His eyes swept the crowded grandstand, the part of it he could see without turning his head. They were here to see
him,
not these other yokels. Hometown boy—the most decorated soldier in Georgia. Well, probably. He’d damn near had the Medal of Honor, damn near. Somebody had torpedoed him, though. A friend of his, a clerk in the company orderly room, had hinted as much. Shit, if he’d had that one he’d be as famous as Audie Murphy, maybe even have a movie contract like Murphy. He was good-looking enough, he knew, better-looking than Murphy, for sure.

He knew exactly how he looked, braced up on that baseball field in that uniform the old German guy had tailored for two cartons of Luckies. Not as tall as he’d have liked, only five nine, but service had put some weight on him; he was 175 now. If he’d had that extra 20 pounds when he’d graduated from Delano High he’d have been a sure thing for a football scholarship to Georgia or Alabama or Auburn. He’d had the speed, but not the size, for college ball, the scouts had told him.
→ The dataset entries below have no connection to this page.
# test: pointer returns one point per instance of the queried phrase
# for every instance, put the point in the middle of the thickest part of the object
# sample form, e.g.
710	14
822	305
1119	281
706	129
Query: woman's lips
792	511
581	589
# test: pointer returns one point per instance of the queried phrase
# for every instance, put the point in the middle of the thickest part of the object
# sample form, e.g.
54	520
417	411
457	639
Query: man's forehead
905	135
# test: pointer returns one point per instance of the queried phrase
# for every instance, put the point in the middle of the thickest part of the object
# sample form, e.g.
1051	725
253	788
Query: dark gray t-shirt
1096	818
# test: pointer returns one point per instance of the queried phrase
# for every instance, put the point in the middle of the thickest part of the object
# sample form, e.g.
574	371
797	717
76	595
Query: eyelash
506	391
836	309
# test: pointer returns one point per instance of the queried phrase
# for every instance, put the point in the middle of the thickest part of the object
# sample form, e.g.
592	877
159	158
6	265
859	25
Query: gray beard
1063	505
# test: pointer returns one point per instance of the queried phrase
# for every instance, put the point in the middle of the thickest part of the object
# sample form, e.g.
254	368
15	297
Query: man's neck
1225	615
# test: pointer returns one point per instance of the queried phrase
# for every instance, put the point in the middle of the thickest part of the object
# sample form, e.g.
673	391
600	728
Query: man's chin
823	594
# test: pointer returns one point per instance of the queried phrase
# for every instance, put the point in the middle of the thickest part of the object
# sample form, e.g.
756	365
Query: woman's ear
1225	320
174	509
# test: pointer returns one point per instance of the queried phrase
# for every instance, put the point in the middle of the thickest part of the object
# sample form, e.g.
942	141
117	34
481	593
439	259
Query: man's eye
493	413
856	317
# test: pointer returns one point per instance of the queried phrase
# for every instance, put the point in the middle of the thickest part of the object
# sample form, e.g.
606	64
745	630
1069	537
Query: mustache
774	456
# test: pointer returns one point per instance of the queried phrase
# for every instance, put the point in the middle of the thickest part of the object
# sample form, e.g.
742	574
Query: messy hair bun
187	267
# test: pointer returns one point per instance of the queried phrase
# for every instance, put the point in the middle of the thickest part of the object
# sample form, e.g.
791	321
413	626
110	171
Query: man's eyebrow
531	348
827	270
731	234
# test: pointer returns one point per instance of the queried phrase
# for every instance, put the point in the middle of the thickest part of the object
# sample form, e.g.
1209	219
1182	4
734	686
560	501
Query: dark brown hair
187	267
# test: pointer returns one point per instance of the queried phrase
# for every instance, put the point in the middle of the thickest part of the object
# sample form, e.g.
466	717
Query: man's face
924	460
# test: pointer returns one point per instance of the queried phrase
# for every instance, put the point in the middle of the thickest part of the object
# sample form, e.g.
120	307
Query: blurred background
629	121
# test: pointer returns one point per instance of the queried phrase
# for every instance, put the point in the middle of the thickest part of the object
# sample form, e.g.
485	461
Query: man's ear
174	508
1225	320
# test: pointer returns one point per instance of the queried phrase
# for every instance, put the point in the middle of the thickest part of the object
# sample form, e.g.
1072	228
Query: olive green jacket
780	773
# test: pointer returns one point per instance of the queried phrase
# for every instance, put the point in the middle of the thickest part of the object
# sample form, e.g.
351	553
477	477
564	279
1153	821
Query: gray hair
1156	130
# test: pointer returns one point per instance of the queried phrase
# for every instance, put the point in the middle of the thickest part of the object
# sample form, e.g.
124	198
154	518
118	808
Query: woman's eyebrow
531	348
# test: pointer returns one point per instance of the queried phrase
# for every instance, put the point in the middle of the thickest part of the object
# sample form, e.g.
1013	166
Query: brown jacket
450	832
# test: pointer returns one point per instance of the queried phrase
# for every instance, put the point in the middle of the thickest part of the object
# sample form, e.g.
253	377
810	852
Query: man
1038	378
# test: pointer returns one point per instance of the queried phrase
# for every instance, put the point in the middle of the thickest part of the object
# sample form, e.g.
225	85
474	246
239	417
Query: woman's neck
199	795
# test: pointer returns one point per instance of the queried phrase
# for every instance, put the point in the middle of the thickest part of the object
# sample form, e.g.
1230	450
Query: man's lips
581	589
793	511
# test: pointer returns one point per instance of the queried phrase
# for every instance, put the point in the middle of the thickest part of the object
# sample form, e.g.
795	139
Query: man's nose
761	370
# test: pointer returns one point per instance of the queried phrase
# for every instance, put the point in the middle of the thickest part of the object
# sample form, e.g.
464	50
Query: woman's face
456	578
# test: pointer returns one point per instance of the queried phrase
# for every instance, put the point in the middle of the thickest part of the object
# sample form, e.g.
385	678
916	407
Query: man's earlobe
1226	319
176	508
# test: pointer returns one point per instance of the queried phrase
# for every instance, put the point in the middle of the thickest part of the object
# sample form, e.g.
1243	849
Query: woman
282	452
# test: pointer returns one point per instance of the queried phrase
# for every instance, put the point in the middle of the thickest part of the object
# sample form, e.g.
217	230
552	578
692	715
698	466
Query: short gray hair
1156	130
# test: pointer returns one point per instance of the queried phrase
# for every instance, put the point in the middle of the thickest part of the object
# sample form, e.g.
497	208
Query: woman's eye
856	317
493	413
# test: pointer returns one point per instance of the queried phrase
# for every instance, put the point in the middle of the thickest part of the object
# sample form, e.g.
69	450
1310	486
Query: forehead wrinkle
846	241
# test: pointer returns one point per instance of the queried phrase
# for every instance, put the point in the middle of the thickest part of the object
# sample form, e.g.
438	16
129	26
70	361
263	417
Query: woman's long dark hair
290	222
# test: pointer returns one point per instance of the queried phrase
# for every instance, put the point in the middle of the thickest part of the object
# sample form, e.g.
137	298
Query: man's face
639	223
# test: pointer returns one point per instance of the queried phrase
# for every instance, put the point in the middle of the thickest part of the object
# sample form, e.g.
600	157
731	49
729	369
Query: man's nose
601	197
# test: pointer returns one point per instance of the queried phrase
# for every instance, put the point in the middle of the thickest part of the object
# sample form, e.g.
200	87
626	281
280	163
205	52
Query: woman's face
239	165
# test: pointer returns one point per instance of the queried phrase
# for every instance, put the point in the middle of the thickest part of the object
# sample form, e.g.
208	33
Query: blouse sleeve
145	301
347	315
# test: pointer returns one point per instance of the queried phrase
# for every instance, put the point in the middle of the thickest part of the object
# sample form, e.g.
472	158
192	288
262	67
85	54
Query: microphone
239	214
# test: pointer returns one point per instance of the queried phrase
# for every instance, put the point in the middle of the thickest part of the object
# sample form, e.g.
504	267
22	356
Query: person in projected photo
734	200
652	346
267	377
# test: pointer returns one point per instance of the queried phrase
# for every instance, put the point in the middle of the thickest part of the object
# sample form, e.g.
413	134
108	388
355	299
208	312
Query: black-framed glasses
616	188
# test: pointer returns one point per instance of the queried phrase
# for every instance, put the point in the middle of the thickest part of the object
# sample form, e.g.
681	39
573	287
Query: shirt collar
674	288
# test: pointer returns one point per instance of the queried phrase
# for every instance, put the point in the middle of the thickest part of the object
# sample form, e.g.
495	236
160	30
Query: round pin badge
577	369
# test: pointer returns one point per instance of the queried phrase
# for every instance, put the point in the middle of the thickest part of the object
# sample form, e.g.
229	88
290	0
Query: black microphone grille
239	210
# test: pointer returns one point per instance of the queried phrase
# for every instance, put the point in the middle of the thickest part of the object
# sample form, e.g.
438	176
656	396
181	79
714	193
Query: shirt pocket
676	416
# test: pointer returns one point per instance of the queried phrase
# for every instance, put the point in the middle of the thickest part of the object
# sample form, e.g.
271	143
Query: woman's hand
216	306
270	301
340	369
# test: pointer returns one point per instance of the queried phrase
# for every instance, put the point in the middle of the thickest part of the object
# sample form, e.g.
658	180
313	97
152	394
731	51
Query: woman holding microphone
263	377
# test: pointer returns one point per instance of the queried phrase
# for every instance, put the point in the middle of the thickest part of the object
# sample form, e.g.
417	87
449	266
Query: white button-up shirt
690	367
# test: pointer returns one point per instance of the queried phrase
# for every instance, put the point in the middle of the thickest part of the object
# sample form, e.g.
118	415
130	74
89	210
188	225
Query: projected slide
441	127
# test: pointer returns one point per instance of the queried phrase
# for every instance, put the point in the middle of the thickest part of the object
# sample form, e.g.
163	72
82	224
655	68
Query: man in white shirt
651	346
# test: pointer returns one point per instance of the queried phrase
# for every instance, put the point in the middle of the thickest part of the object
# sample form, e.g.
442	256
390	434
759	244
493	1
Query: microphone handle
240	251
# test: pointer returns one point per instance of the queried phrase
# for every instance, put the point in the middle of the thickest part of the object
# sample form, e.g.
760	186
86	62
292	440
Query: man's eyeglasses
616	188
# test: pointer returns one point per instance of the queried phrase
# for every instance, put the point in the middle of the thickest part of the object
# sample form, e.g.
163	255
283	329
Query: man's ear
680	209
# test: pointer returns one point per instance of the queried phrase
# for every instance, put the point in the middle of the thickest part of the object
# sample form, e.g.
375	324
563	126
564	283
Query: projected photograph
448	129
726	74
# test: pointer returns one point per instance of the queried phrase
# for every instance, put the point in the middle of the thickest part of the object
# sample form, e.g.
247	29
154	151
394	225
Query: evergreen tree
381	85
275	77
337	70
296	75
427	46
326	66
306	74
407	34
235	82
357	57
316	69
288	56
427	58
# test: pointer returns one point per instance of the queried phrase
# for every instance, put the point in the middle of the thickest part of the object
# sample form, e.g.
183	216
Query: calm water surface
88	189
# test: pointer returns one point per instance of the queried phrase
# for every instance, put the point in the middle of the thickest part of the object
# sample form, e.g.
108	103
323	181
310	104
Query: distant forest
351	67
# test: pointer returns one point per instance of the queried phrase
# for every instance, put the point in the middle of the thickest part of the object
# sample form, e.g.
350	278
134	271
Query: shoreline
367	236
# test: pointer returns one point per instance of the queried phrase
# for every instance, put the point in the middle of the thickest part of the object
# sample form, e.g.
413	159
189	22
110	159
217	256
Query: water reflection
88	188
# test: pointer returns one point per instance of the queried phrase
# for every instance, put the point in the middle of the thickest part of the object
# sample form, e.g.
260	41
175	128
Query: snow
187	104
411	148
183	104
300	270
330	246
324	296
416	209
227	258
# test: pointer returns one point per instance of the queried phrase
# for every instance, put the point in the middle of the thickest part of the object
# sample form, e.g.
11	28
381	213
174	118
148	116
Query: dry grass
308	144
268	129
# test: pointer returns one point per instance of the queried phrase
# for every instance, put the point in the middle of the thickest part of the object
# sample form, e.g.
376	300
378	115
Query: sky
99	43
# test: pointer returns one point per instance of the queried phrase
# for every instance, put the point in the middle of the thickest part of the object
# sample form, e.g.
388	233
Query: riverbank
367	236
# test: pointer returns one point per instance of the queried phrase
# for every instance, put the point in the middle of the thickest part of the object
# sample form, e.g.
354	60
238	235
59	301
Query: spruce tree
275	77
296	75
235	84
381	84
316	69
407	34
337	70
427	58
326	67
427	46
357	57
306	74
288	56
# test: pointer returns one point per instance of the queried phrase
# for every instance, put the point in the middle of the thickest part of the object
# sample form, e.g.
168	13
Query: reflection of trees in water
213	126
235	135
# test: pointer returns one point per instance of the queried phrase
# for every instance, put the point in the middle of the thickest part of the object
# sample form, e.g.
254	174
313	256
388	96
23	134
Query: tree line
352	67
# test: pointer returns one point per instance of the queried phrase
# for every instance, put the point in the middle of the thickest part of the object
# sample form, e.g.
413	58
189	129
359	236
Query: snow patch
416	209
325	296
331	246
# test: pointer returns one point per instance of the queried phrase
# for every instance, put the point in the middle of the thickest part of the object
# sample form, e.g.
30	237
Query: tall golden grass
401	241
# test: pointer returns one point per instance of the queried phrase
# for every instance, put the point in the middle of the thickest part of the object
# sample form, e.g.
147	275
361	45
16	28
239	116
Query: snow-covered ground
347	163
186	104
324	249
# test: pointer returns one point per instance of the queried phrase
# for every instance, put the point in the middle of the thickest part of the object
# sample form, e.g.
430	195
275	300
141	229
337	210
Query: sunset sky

He would let the blond crew cut grow out. The girls were getting tired of guys who looked like soldiers. He’d get a couple of sharp suits with the poker money, and there was enough for a good used car. A convertible, maybe.

Sonny heard his name mentioned. Holmes was reciting his list of decorations. Sonny tuned out again, then snapped back, alert. Holmes was saying something he wanted to hear.